Reputation: 4575
I have a bunch of files in an s3 bucket with prefixes like the example below. I would like to connect with boto3 and create a list of all prefixes in the bucket that have a date part older than a day. So for example if the current date was
'20191226_1213'
then I would like to create a list like the desired output below. Can anyone suggest how to do this with boto3?
example:
's3://basepath/20191225_1217/'
's3://basepath/20191224_1012/'
's3://basepath/20191222_1114/'
desired output:
['s3://basepath/20191224_1012/','s3://basepath/20191222_1114/']
update:
I'm sorry I didn't provide a better example before but my real folder path actually looks like:
's3://basepath/folder1/20191225_1217/'
Upvotes: 1
Views: 735
Reputation: 269284
Here's some code that extracts the Common Prefix in the root of the given bucket and checks their names against "one day ago":
import boto3
import datetime
s3_client = boto3.client('s3')
now = datetime.datetime.now()
comparison_time = now - datetime.timedelta(days=1)
comparison_time_string = comparison_time.strftime("%Y%m%d_%H%M") # eg 20191225_0623
response = s3_client.list_objects_v2(Bucket='my-bucket', Delimiter='/')
for prefix_dict in response['CommonPrefixes']:
prefix = prefix_dict['Prefix']
if prefix < comparison_time_string}:
print(prefix)
However, be careful about the time definitions.
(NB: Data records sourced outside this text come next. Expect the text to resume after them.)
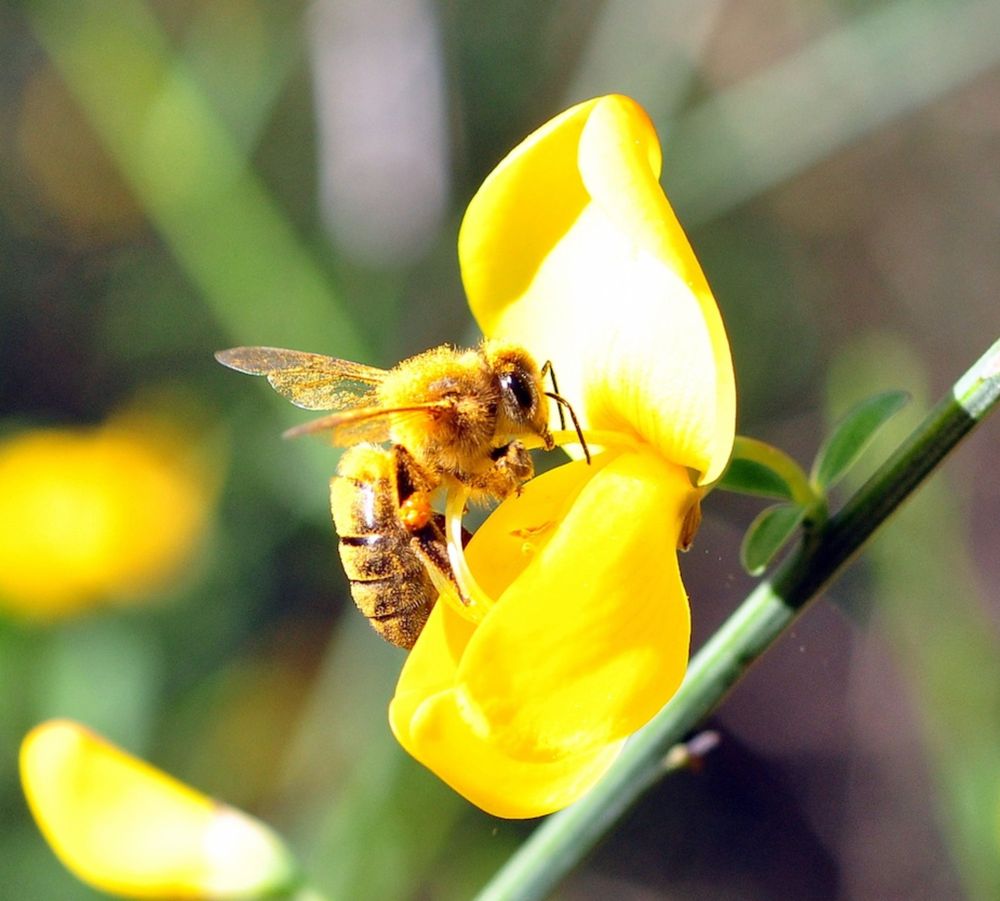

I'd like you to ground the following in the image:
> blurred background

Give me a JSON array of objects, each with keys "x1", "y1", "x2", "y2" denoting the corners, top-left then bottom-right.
[{"x1": 1, "y1": 0, "x2": 998, "y2": 898}]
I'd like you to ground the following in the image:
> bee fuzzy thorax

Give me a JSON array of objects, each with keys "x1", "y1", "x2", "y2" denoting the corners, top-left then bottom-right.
[{"x1": 379, "y1": 345, "x2": 501, "y2": 473}]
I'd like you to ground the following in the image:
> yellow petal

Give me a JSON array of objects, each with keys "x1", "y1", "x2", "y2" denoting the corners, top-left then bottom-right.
[
  {"x1": 390, "y1": 596, "x2": 625, "y2": 820},
  {"x1": 388, "y1": 452, "x2": 684, "y2": 817},
  {"x1": 459, "y1": 97, "x2": 597, "y2": 330},
  {"x1": 0, "y1": 422, "x2": 211, "y2": 619},
  {"x1": 391, "y1": 452, "x2": 618, "y2": 741},
  {"x1": 459, "y1": 94, "x2": 735, "y2": 483},
  {"x1": 458, "y1": 451, "x2": 692, "y2": 762},
  {"x1": 20, "y1": 720, "x2": 295, "y2": 899},
  {"x1": 390, "y1": 587, "x2": 478, "y2": 739},
  {"x1": 0, "y1": 431, "x2": 115, "y2": 615},
  {"x1": 397, "y1": 688, "x2": 625, "y2": 819}
]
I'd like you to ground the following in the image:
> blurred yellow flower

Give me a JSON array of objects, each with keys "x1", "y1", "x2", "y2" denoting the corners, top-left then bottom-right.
[
  {"x1": 20, "y1": 719, "x2": 297, "y2": 899},
  {"x1": 0, "y1": 410, "x2": 214, "y2": 619},
  {"x1": 390, "y1": 95, "x2": 736, "y2": 818}
]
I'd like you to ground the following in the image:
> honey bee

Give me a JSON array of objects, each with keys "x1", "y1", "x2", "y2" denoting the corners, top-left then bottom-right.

Depending on where you run the code, the timezone might (or might not) be set to UTC. This might, or might not, match whatever is generating those dates and times on the folder names.
Update: Here's another version that looks for the date string in any part of the Key, then outputs the Key up to the folder name.
import boto3
import datetime
import re
s3_client = boto3.client('s3')
now = datetime.datetime.now()
comparison_time = now - datetime.timedelta(days=1)
comparison_time_string = comparison_time.strftime("%Y%m%d_%H%M") # eg 20191225_0623
response = s3_client.list_objects_v2(Bucket='my-bucket')
pattern = re.compile('/([\d]{8}_[\d]{4})/') # eg /20191225_0623/
old_objects = []
for object in response['Contents']:
key = object['Key']
result = pattern.search(key)
if result and result.group(1) < comparison_time_string:
old_objects.append(key[:result.end()])
print(old_objects)
Upvotes: 3